Charles Street lies near to the southern edge of the Roman town. The row of trees along South Walks marks the line of the Roman town walls. The Roman public baths, which were imposing buildings, stood not far away.

224 View of revealed gullies related to Roman buildings

The first results from the excavation show that houses stood on the site in Roman times. As well as the stone foundations of the walls of the rectangular buildings, traces of some of the floors have already been found.

One room has an opus signinum floor. This flooring was popular in Roman times and was made of small stones and pieces of tile set in clay. Other finds include pieces of painted wall plaster, coins and pottery.

227 Painted wall plaster

The burial of baby has also been found. Although most Romans were buried in large cemeteries outside the town, infants were buried within the settlement.

225 Roman burial of an infant

After experts have looked at the finds, public talks will be given and a report will be written. The finds will be given to the County Museum in High West Street.

226 Roman Samian fine pottery

 

Week Two: 20th July 2011

The first results from excavations found foundations of Roman houses, rectangular buildings and the traces of walls and floors.

This week the archaeologists have found traces of how the stone was robbed from Roman buildings in recent times. It is known that the ruins of some Roman buildings still stood in Dorchester until 300 years ago.

228 Archaeologists excavating down to Roman times

After experts have looked at the finds, public talks will be given and a report will be written. The finds will be given to the County Museum in High West Street.

229 A Roman opus signinum floor which is made of small stones and pieces of clay tiles

230 Smaller stones are that remains of another wall after the big stones had been robbed

231 A Roman wall foundation that is still in place

Week Three: 29th July

This week it has become clear that the Roman activity in the excavation area was relatively short lived. All of the buildings seem to belong to a single phase. This may be because the site was on the outskirts of the town, even though major public buildings stood only a few hundred yards away. The buildings seem to have been systematically demolished in the late Roman or post-Roman period.

236 A later copy of a coin of the Emperor Probus (AD 276–282)

The stones were not removed during that time but were then robbed in the 17th century. Because of this the discovery of the end of a stone column is a surprise find.

251 This stone column was probably the end of a roof support

After experts have looked at the finds, public talks will be given and a report will be written. The finds will be given to the County Museum in High West Street.

239 Part of a bronze hairpin. Roman women often had elaborate hairstyles that were held by in place by pins.
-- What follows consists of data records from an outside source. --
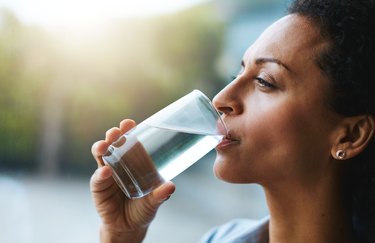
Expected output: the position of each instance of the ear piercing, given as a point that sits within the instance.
(340, 154)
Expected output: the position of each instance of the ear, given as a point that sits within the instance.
(352, 137)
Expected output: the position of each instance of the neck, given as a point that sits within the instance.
(309, 212)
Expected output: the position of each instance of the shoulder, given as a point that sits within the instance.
(239, 231)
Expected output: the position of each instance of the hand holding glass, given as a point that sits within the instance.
(165, 144)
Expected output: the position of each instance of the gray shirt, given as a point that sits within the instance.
(239, 231)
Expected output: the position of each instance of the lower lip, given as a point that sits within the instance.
(225, 143)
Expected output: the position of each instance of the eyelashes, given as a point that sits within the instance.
(263, 83)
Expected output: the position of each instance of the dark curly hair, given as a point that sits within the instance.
(349, 63)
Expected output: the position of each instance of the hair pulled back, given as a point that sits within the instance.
(349, 63)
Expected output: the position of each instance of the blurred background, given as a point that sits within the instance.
(69, 70)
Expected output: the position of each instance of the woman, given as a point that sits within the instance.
(301, 122)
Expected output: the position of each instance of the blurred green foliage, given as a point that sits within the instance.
(67, 88)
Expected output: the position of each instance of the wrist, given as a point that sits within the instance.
(109, 236)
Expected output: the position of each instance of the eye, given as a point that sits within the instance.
(233, 77)
(264, 83)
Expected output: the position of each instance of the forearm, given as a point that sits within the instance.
(107, 236)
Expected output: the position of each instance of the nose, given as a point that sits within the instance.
(228, 100)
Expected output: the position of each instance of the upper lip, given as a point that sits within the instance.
(230, 137)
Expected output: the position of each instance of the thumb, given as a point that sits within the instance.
(162, 193)
(101, 179)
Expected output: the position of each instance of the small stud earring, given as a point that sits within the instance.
(340, 154)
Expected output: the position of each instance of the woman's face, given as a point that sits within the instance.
(276, 109)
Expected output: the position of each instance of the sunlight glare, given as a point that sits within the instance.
(69, 13)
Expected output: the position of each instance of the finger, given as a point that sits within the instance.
(162, 193)
(112, 135)
(98, 149)
(126, 125)
(101, 179)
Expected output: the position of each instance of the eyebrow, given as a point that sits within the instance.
(263, 60)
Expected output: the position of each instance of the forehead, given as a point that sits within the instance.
(293, 39)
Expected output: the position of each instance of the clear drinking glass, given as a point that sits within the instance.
(165, 144)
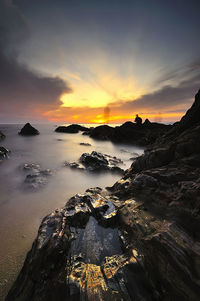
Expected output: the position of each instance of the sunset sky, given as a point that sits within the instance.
(68, 60)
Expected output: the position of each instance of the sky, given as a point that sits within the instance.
(74, 61)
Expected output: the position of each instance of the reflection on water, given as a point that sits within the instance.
(21, 210)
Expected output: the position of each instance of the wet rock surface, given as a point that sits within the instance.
(95, 162)
(2, 136)
(137, 241)
(28, 130)
(130, 132)
(36, 177)
(78, 255)
(4, 152)
(73, 129)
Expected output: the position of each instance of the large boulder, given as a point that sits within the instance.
(28, 130)
(97, 162)
(72, 129)
(130, 132)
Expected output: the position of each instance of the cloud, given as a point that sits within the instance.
(165, 98)
(24, 93)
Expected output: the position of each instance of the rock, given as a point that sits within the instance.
(129, 132)
(138, 241)
(38, 177)
(73, 128)
(76, 258)
(28, 130)
(4, 152)
(95, 162)
(2, 136)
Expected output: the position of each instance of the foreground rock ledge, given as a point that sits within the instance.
(141, 241)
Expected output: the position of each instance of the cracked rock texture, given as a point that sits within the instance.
(139, 240)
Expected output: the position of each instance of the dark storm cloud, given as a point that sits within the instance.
(167, 97)
(23, 92)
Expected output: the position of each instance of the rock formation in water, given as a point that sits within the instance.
(96, 161)
(28, 130)
(36, 177)
(137, 241)
(3, 153)
(2, 136)
(130, 132)
(73, 129)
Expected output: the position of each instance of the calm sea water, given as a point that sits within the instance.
(22, 210)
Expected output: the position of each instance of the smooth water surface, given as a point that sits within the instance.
(21, 209)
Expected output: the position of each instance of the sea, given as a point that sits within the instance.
(22, 208)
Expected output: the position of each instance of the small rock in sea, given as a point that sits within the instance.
(4, 152)
(28, 130)
(72, 129)
(38, 177)
(97, 162)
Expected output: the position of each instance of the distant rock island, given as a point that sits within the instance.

238 Archaeologists excavating down to Roman times

Week Four: 4th August 2011

This week the excavations are drawing to a close. The floors and foundations of the Roman town house have been removed. Beneath them are layers of rubble which were used as a level surface to build on. Under this there are a few traces of activity from earlier in Roman times.

245 Archaeologists excavating down to Roman times

The finds tell us about the daily lives of the people who lived in the house. Oysters were popular in Roman times and many shells have been found. Other things were brought from the coast. They include part of a delicate bracelet made of Kimmeridge shale, and an amphora for transporting olive oil from Spain.

246 Bracelet fragment from Kimmeridge shale. The shale may have been brought to Dorchester to be worked.

A collection of gaming counters gives a hint of some of the games played almost 2000 years ago.